A promise became dependency
Anya says she was a young Russian model working in Europe when a modeling scout introduced her to Epstein in Paris. He asked about her ambitions and family, promised access to the fashion industry and told her he did not want to sleep with her. She says those assurances lowered her suspicion. [1]
Anya says Epstein first assaulted her while he was on day release after his 2008 conviction. Her description shows how humiliation reinforced uncertainty: afterward, she says, he joked with assistants about her shyness and their laughter made her question her own reaction. [1]

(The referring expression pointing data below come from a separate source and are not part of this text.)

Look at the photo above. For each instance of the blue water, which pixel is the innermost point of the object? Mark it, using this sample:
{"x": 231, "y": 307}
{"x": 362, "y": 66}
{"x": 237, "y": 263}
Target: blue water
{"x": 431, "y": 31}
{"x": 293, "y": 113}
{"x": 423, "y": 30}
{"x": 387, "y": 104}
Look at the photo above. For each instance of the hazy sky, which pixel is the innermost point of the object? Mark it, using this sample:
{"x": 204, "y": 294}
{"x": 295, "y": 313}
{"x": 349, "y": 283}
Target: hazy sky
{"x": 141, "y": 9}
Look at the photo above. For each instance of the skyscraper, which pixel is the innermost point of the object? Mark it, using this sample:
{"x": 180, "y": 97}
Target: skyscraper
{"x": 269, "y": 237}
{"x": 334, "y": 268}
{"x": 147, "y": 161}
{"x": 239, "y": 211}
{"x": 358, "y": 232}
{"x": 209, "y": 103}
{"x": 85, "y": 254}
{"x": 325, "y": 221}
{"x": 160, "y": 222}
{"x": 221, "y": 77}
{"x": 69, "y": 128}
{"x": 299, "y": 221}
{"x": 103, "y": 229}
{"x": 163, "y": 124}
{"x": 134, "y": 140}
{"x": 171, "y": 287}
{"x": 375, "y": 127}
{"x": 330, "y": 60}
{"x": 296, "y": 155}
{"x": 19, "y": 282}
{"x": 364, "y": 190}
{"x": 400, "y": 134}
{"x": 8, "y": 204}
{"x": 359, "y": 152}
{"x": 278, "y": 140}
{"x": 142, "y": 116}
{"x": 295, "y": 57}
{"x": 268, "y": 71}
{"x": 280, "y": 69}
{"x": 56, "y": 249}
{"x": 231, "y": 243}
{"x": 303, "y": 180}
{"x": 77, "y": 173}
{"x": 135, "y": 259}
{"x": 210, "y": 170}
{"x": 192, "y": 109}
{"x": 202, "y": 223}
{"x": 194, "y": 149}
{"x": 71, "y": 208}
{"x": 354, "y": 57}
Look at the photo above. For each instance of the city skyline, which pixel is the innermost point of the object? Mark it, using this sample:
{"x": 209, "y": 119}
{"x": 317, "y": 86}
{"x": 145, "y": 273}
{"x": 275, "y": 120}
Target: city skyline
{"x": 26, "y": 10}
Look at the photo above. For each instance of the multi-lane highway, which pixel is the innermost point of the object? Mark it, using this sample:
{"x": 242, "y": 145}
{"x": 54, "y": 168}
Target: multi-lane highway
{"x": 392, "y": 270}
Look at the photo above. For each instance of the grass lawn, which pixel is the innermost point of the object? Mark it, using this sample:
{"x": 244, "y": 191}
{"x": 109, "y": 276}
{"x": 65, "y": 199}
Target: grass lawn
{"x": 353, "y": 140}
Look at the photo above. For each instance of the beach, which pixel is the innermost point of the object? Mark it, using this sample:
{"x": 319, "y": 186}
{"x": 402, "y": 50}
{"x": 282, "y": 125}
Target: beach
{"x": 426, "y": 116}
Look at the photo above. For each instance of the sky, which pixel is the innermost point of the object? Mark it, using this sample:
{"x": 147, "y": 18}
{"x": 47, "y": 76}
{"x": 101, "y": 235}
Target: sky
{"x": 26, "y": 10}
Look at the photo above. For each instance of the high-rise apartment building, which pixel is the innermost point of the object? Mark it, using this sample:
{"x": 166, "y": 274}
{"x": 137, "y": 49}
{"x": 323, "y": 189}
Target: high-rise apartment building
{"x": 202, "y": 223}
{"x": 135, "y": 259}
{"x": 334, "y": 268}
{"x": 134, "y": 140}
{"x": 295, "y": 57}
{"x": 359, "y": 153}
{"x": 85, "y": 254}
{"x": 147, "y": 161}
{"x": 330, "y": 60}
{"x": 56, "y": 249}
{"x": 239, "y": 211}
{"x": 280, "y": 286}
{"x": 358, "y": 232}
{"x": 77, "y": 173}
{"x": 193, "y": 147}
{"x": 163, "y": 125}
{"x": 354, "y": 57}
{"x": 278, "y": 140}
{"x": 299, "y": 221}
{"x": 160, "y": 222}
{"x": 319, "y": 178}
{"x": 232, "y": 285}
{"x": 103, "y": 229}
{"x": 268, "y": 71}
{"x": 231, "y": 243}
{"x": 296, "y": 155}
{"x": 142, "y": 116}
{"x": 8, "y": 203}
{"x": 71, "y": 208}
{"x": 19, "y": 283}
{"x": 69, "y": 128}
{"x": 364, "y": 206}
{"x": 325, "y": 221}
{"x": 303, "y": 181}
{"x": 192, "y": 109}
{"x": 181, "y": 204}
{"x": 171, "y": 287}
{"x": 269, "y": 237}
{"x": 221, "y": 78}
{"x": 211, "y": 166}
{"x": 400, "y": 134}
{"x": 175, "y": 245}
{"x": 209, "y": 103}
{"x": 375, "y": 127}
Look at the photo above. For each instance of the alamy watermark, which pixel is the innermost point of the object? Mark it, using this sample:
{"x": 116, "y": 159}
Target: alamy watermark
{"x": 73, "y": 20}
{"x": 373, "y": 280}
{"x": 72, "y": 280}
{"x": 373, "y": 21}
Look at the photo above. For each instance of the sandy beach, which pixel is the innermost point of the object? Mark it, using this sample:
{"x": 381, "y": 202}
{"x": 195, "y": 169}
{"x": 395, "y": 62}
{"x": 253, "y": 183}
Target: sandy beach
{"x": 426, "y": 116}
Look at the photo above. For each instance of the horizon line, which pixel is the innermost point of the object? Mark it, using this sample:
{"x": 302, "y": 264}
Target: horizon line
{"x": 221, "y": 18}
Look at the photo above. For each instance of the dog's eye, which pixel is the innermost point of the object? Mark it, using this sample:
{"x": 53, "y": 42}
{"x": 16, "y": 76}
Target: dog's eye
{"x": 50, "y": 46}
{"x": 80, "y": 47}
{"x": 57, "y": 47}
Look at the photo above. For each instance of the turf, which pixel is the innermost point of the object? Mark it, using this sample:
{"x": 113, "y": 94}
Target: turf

The important mechanism is not that deception made consent irrelevant by magic. It is that promises, isolation and humiliation can change the choices a person believes remain available. Clinical psychologist Tara Quinn-Cirillo told the BBC that adults can be groomed and that gradual tactics are designed not to trigger a clear sense of danger. [1]
Work that kept no boundary
Epstein later offered Anya employment as an assistant. She says the role brought little of the business education he promised. She waited for instructions, performed small tasks and remained on call around the clock. When she left for lunch, she says, he repeatedly called and told her she could not leave without permission. [1]
Housing and money made the instruction harder to refuse. Anya says she lacked the documentation to rent her own home and did not have a bank account. Epstein housed her in a Manhattan apartment but sometimes expelled her and told her to find somewhere else to stay. He began paying a small salary only years later, she says, when her visa required it. [1]
Healthcare became another lever. When she was sick, she recalls Epstein telling her that he was her medical insurance. She says he demanded removal of a small tattoo and rejected slower laser treatment. A doctor came to the house and cut away the tattooed skin, then repeated the surgery a year later because Epstein disliked the result, she says. [1]
These allegations require attribution because the BBC account is not a trial finding. Their analytical value does not depend on treating them as adjudicated facts. Together they describe the system Anya says she inhabited: employer, landlord, payer and gatekeeper to medical care concentrated in one abuser.
Threats made leaving look expensive
Anya says Epstein owned assistants' phones and monitored their calls. After one woman fled, she says, he hired an investigator and displayed an accounting that claimed the woman owed $700,000. Anya understood the message as a threat that departure would produce debt and pursuit. [1]
She also says Epstein retained nude images and arranged a topless group recording that he suggested would undermine future claims that the women were unwilling. Assistants wrote effusive "gratitude letters," she says, and he set them against one another by claiming that other women resented them while presenting himself as their defender. [1]
Sarah Kellen, another former assistant, told U.S. lawmakers that Epstein eroded her autonomy and made her increasingly dependent. [1] That testimony supports a pattern. It does not certify each detail of Anya's story. The distinction matters because survivors deserve reporting that neither dismisses them for lacking a perfect document nor converts corroboration of a method into proof of every allegation.
The famous people were part of the architecture
Anya told the BBC that Epstein's visible relationships with powerful people made her doubt her own judgment. If prominent visitors treated him as legitimate, she wondered who she was to question him. [1] This is where the celebrity list belongs in the story: not as a scavenger hunt that assigns guilt by proximity, but as social proof an abuser could display.
She also describes being required to recruit another woman, a source of lasting shame. [1] That claim shows how a controlled person can be made part of the system controlling others. The moral and legal responsibility for specific acts must still be determined person by person. "Assistant" is a job label, not a uniform finding of victimhood or culpability.
No verified X post was recovered, so famous-name hunting is described as a bounded online frame rather than measured platform consensus. The BBC's survivor-centered account reveals what that frame costs: attention moves toward who visited while the mechanics of recruitment, housing, money, medical dependence, humiliation and threats disappear.
Anya says the chains were not visible, but they existed. [1] The phrase is not merely metaphor. Her account names what they were made from. A society that wants to recognize adult grooming should look for those ordinary dependencies before it looks for a locked door.